Встречи на улице с попом, рыжим монахом, косым нищим, старой девушкой, с похоронной процессией, с пустой телегой или с человеком, несущим пустую корзину, предвещали неуспех дела, по которому человек вышел из дому.
Хорошо, если можно быстро вернуться обратно, переодеться в другую одежду и вновь пойти по тому же делу. Но если дом далеко, нужно тотчас и незаметно для встречного бросить железную булавку (или гвоздь) на мостовую, чтобы уничтожить «вредность» такого происшествия.
Путнику в далекой дороге грозит беда, если дорожную колею перебежит заяц. Необходимо не мешкая остановить экипаж и быстро обойти три раза лошадь с упряжью.
Ворон, сидящий на колокольне и каркающий, предвещает покойника с той стороны, куда смотрит. Если он сидит на крыше жилого дома и, каркнув, полетит к церкви, то в доме кто-нибудь умрет. Если же полетит от церкви или под гору — это хороший признак.
Если собака на дворе воет, подняв голову вверх, — жди пожара; если начнет выть, смотря в землю, случится дома беда; если при вытье царапает когтями землю — предсказывает зло на свою собачью голову.
Большое несчастье предстоит в случае, если воробей, галка, ласточка нечаянно влетят в комнату.

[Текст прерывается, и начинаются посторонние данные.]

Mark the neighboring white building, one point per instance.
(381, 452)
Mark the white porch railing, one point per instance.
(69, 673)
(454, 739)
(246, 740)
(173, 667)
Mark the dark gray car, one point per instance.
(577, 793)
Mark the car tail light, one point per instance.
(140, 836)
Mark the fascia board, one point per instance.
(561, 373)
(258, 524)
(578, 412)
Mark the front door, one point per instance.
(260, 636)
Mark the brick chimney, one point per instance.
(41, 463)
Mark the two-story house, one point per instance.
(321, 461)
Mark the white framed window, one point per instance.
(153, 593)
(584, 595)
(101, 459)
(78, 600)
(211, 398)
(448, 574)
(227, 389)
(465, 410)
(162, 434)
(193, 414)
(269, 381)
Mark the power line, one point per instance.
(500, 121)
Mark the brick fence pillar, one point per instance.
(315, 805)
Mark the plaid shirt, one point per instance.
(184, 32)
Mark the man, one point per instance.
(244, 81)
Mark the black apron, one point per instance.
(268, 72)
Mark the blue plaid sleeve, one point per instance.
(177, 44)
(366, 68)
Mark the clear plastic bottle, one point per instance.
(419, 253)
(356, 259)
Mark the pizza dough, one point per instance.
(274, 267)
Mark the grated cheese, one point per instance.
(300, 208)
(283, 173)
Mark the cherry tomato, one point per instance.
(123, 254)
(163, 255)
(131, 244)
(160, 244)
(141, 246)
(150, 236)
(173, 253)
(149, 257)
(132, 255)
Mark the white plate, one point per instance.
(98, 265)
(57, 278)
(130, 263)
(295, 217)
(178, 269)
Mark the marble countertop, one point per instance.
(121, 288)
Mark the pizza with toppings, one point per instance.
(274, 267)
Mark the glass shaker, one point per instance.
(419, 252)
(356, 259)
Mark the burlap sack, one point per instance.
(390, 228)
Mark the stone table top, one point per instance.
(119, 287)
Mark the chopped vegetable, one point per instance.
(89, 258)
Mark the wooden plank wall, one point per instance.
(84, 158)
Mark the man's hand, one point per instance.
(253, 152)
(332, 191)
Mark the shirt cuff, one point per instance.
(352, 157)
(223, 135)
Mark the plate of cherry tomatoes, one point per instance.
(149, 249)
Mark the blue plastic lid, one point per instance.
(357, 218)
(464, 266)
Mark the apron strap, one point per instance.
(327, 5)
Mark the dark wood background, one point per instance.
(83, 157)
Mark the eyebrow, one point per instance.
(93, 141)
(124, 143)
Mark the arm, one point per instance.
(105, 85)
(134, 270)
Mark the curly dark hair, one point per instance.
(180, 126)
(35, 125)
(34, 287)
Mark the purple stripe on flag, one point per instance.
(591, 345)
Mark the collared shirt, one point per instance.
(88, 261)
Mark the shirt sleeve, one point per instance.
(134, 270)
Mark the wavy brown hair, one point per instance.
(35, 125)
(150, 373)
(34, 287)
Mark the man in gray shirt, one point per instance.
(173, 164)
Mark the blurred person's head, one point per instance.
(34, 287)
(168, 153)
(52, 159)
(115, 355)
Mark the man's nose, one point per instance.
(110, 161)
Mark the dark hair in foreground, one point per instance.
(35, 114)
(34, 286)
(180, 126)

Их необходимо немедленно поймать и свернуть шею, «чтобы несчастье обернулось на голову птицы, а не на хозяина дома».
Многое множество разных примет и «противоядий» должен был помнить пугливый обыватель, чтобы вовремя обезопасить себя от «зла».
По пятницам не следует начинать какое-нибудь новое дело, иначе все дела предстоящей недели будут пятиться назад… В ущерб луны нельзя стричь волосы и ногти — здоровья убавится… Нехорошо встать с постели левой ногой — удачи целый день не будет… Через порог не здоровайся и не прощайся — поссоришься… Не желай удачи рыболову, охотнику, грибнику — получится наоборот… За стол тринадцатый не садись — дурное к себе присадишь… Во время грозы и особенно градовой тучи некоторые суеверные нижегородские обыватели выбрасывали из окон на улицу или на двор сковороду, ухват, кочергу, косу, надеясь этим «утишить» грозу…
Рядом с приметами бытовали в нижегородской жизни вплоть до конца века многочисленные предрассудки, не имевшие решительно никаких логических оснований. Широко распространено было мнение, согласно которому употребление в пищу селедки (самой обыкновенной волжской селедки!) вредно для здоровья. Рыбу так и звали: «сельдь бешеная» или «сельдь-бешенка».
Остались в нижегородском быту и унаследованные от предыдущего столетия «наговор», «порча», «сглаз». Эти грубые суеверия бывали предметом судебного разбирательства вплоть до последних лет XVIII века.